Maria Goveas

Throttle and debounce

March 01, 2020

Throttling and debouncing are useful tools to tackle the rate at which a function is called. Throttling is limiting the number of times a function is called over a period of time. Debouncing ensures that a fixed amount of time has passed before the function is called.

Why should we use this?

I recently worked on an save and resume feature for a JS form. The user enters data in 20-30 fields and if they choose to abandon the form, they are currently presented with a popup that asks them to save the draft data. The next step would be to auto-save the data as the user enters it. With the save button, if the user clicks several times, we throttle the number of hits the API would get. For the auto-save feature, we can debouce the save until the user has interacted with the form for a set period of time.
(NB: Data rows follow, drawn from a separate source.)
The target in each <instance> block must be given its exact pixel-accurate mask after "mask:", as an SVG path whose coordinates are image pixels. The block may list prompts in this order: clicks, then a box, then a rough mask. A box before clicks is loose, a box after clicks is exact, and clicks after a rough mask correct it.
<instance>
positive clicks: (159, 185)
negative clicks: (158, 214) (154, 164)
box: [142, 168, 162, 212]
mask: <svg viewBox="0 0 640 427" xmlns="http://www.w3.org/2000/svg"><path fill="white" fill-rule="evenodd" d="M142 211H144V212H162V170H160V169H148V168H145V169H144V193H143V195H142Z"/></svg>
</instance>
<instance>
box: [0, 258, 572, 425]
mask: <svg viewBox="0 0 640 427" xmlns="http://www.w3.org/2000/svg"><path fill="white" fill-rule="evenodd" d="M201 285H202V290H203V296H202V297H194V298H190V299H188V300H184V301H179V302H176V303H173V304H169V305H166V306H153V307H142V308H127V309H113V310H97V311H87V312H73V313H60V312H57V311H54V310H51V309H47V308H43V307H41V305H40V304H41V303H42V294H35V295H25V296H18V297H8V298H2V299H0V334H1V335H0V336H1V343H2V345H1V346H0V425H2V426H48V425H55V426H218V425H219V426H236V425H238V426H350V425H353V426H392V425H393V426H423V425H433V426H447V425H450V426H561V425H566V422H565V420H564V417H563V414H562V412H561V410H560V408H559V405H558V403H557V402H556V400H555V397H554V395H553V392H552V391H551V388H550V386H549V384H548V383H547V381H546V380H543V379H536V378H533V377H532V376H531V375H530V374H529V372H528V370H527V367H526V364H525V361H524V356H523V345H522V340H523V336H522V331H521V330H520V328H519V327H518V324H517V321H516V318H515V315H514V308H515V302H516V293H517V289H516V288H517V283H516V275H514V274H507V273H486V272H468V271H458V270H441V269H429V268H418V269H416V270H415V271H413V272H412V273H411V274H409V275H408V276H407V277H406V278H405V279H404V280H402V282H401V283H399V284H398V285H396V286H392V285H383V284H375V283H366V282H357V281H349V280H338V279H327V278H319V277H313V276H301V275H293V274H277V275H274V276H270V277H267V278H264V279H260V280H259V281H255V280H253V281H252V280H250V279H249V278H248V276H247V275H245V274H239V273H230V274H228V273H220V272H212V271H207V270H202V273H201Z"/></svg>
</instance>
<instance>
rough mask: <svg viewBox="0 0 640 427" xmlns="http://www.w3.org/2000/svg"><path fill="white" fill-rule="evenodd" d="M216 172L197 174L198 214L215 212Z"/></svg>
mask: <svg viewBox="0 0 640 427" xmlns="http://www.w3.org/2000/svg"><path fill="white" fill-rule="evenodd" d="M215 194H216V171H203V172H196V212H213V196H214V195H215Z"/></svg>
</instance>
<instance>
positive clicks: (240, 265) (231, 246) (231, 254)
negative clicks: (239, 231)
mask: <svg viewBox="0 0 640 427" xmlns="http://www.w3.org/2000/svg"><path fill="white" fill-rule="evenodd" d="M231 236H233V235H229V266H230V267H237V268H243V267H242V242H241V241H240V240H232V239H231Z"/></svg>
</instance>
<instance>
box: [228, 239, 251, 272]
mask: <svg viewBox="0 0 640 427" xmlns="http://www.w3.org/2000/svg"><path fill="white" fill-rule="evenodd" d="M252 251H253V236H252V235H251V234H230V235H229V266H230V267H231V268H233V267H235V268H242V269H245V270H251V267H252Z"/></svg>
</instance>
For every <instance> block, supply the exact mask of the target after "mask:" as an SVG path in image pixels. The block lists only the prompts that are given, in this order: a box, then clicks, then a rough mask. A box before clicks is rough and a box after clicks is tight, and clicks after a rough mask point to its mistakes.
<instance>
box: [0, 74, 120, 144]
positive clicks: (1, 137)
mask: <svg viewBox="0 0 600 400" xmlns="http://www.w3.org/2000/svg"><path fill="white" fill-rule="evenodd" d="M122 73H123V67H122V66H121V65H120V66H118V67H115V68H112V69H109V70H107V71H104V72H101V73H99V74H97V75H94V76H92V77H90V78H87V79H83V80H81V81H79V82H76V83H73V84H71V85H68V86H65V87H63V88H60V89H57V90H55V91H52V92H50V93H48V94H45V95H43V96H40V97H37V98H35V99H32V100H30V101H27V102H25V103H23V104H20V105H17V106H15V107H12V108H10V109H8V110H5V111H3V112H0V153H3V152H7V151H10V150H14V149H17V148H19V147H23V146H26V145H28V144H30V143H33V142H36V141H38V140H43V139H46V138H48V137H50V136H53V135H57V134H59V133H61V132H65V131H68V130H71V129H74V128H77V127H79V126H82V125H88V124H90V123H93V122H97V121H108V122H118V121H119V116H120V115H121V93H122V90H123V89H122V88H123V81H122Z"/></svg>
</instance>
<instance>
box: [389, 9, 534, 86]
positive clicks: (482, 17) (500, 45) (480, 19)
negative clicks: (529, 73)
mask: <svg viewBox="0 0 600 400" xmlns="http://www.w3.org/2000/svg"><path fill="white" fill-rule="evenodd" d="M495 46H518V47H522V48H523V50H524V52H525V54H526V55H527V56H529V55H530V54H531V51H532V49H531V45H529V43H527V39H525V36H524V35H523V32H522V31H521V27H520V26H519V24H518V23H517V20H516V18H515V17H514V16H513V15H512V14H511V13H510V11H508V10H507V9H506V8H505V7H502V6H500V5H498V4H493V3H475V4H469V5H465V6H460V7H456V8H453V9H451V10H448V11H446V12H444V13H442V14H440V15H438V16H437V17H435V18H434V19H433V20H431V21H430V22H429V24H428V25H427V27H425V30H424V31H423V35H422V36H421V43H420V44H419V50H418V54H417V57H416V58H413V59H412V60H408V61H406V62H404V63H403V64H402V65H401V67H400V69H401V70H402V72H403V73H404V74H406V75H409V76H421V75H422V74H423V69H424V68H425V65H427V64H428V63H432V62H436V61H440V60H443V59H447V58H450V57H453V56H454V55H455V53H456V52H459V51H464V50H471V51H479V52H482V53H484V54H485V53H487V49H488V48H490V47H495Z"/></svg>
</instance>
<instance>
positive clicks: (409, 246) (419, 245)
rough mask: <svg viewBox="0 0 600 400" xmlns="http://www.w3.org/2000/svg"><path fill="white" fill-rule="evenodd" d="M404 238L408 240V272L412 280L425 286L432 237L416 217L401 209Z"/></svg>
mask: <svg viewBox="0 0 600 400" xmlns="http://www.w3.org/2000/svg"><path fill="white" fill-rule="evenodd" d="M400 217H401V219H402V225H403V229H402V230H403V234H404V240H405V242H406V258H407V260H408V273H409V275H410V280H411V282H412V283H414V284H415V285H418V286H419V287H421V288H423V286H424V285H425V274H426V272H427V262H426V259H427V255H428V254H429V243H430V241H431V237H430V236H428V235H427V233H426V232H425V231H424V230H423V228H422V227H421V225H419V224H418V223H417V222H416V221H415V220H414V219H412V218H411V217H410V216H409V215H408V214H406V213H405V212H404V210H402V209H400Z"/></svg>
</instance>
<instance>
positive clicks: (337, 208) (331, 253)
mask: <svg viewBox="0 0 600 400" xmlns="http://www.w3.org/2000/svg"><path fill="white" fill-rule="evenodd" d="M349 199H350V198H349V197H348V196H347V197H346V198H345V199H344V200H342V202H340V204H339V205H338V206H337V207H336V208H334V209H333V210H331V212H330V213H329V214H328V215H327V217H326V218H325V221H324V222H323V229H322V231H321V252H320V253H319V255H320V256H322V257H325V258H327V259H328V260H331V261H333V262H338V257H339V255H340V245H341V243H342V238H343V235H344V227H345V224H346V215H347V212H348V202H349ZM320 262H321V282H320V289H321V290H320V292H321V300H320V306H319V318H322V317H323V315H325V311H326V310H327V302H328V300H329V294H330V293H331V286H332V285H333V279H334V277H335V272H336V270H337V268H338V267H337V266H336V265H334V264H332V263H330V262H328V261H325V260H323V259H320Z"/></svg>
Both these functions are available out of the box in underscore.js

debounce simple implementation
const debounce = (func, delay) => {
  let timeout;
  return function() {
    clearTimeout(timeout);
    timeout = setTimeout(() => func.apply(this, arguments), delay);
  }
}
throttle simple implementation
const throttle = (func, limit) => {
  let timeout;
  let tsLastRun;
  let tsNow = Date.now();
  return function() {
    if (!tsLastRun) {
      func.apply(this, arguments);
      tsLastRun = tsNow;
    } else {
      clearTimeout(timeout);
      timeout = setTimeout(function() {
        if ((tsNow - tsLastRun) >= limit) {
          func.apply(this, arguments);
          tsLastRun = tsNow;
        }
      }, limit - tsNow - tsLastRun);
    }
  }
}

This is a nice way of letting JavaScript interact with user actions while providing a good user experience. Useful implementations include resizing the browser, auto complete and infinite scrolling.